OPEC delegates expect the cartel’s Vienna-based secretariat to recommend an output target of 30 million bpd for the first half of 2012, above anticipated demand for 29.9 million bpd in the first quarter and 28.7 million bpd in the second. Adopting such a high target, which Saudi Arabia would likely support, would allow oil stocks to build and help restrain oil prices.
Brent crude futures have averaged close to $110 a barrel this year, a record high and a level economists say may damage global economic growth, in light of which it appears that Iran has given up its campaign to have Gulf Arab nations cut back supply, deferring to the OPEC secretariat’s guidance.
After an OPEC meeting in June failed to secure a supply pact for the first time in decades, it appears Iran’s decision to defer reflects a desire to avoid a second meeting this year, under its chairmanship, that fails to agree on a deal.

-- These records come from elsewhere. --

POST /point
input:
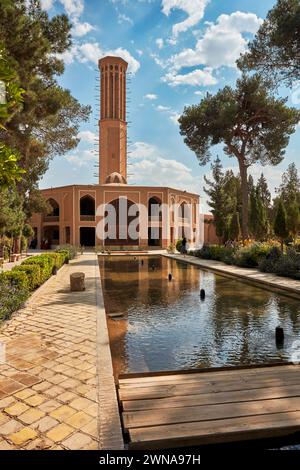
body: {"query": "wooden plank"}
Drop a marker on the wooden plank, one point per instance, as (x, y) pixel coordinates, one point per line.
(208, 432)
(196, 389)
(137, 419)
(213, 398)
(203, 373)
(208, 378)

Now as the European Union considers a ban on Iranian oil, OPEC producers are worried that supply restrictions could push up prices. Though Saudi Arabia’s willingness over the past months to boost supply has kept oil prices in check, “Saudi’s spare capacity is diminishing fast, which could mean increased impact from supply disruptions in the future,” said Standard Bank analyst James Zhang.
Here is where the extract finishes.